The following rule returns an error 403 (“forbidden”) if the user agent contains the (case-insensitive) string “dataforseobot”:
RewriteEngine On RewriteCond %{HTTP_USER_AGENT} "dataforseobot" [NC] RewriteRule "^.*$" - [F,L]
The rule is similar to the rules I used in the article about denying access to URLs. It again uses Apache’s mod_rewrite module. The main difference is that the rule matches a user agent (%{HTTP_USER_AGENT}
) rather than a URL (%{REQUEST_URI}
).
So, the rewrite condition checks if the user agent includes the string dataforseobot, and the NC
flag ignores the case. It is worth noting that the double quotes around the string are redundant in this example – you only need them if the string you want to match contains one or more spaces.
Next, the rewrite rule matches any string ("^.*$"
) and the F
flag returns an error 403. The L
flag tells Apache to not process any other rules in the .htaccess file.
You can use a simple regular expression to match multiple user agents. For instance, another naughty bot I encountered recently identified itself as “trendkite-akashic-crawler”. To match both the DataForceSeoBot and the Trendkit crawler you can use this rule:
RewriteEngine On RewriteCond %{HTTP_USER_AGENT} "(dataforseobot|trendkite-akashic)" [NC] RewriteRule "^.*$" - [F,L]
As said, the above rules return an error 403 if the user agent is matched. To check if your rules are working you can therefore look for the user agent in your website’s access log. Here, you can see the bot tried to access /foo.html and that Apache returned an error 403:
1.2.3.4 - - [13/Dec/2021:13:59:06 +0000] "GET /foo.html HTTP/1.1" 403 0 "-" "Mozilla/5.0 (compatible; DataForSeoBot/1.0; +https://dataforseo.com/dataforseo-bot)"
If you have access to cURL then you also check your rules by spoofing the user agent:
$ curl -IL -A "Mozilla/5.0 (compatible; DataForSeoBot/1.0; +https://dataforseo.com/dataforseo-bot)" http://example.com/ HTTP/1.1 403 Forbidden ...
The curl command uses three options:
-I
returns just the server’s response headers, which includes the status code. It doesn’t download the web page.-L
makes cURL follow any redirects, such as a redirect from HTTP to HTTPS.-A
specifies the user agent that is sent to the server. This is what allows you to spoof the user agent.Ideally, you only need to tell what bots are and aren’t allowed to crawl your website via a robots.txt file. In practice, this approach doesn’t really work. There are too many bots, and new bots are let loose all the time. Keeping track of them quickly becomes a full time job.
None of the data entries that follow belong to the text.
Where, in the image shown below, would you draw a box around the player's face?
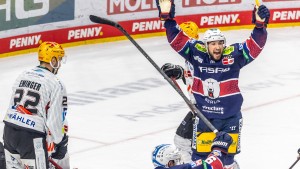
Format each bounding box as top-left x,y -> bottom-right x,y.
208,40 -> 224,61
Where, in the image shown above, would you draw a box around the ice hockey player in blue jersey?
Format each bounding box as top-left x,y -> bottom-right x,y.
152,132 -> 232,169
156,0 -> 270,169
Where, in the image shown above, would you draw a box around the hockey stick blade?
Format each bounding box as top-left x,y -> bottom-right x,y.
49,158 -> 63,169
90,15 -> 119,27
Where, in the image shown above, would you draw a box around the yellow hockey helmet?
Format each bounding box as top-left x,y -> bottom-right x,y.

There is the option to only allow specific bots. However, there are many bots that check if the bot is explicitly denied or allowed, and follow whatever the rule is for the Googlebot if the bot is not listed in the robots.txt file. This effectively gives them carte blanche, as very few websites deny the almighty Googlebot. Plus, there are also lots of bots that simply ignore robots.txt files.
In short, blocking naughty bots is a sensible approach. The bots will still try to crawl your website, but they are always denied access. Returning an error 403 uses hardly any resources, and the bots can therefore no longer cause your website to slow down.